See the MCS User Guide to understand how the weighting variables are named. Search for weighting variables (e.g. ‘weight1’) using the Variables search in Explore and use the Advanced Options to filter on MCS.

NCDS58

Yes

Search for weighting variables (e.g. ‘design weight’) using the Variables search in Explore and use the Advanced Options to filter on NCDS58.

NEXTSTEP

Yes

Search for weighting variables (e.g. ‘design weight’) using the Variables search in Explore and use the Advanced Options to filter on NEXTSTEP.

NICOLA

No

Weighting is explained in Early key findings from a study of older people in Northern Ireland

NIHRBIO_COPING

No

Published paper with missing data: Risk and protective factors for new onset binge eating, low weight, and self-harm symptoms in over 25,000 individuals in the UK during the COVID-19 pandemic

NSHD46

Yes

Search for weighting variables (e.g. ‘design weight’) using the Variables search in Explore and use the Advanced Options to filter on NSHD46.

SABRE

No

Published paper with further information: Ethnic differences in associations between fat deposition and incident diabetes and underlying mechanisms: The SABRE study

TEDS

No

TBC

TRACKC19

No

TRACKC19 has not calculated sampling weights.

TWINSUK

No

Most of the data in the TRE is derived from the CoPE questionnaires.
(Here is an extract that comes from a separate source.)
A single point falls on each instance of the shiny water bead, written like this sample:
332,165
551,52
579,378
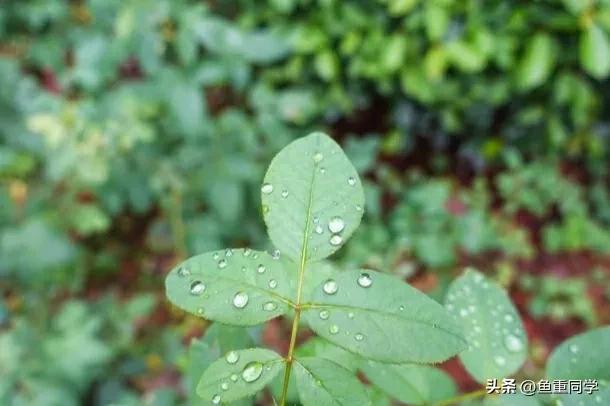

For more details on how to deal with missing data visit: Wellcome Open Research Gateways.

UKHLS

Yes

See UKHLS’s guidance on selecting the correct weight for your analysis. Search for weighting variables (e.g. ‘xw’) using the Variables search in Explore and use the Advanced Options to filter on UKHLS.

How can I request additional LPS data for my project?

Requests for new data should be submitted via an amendment to UK LLC. You may apply for additional data from already approved LPS, data from additional LPS, and/or additional linked data. N.B. each type of data amendment requires a different level of review before being approved.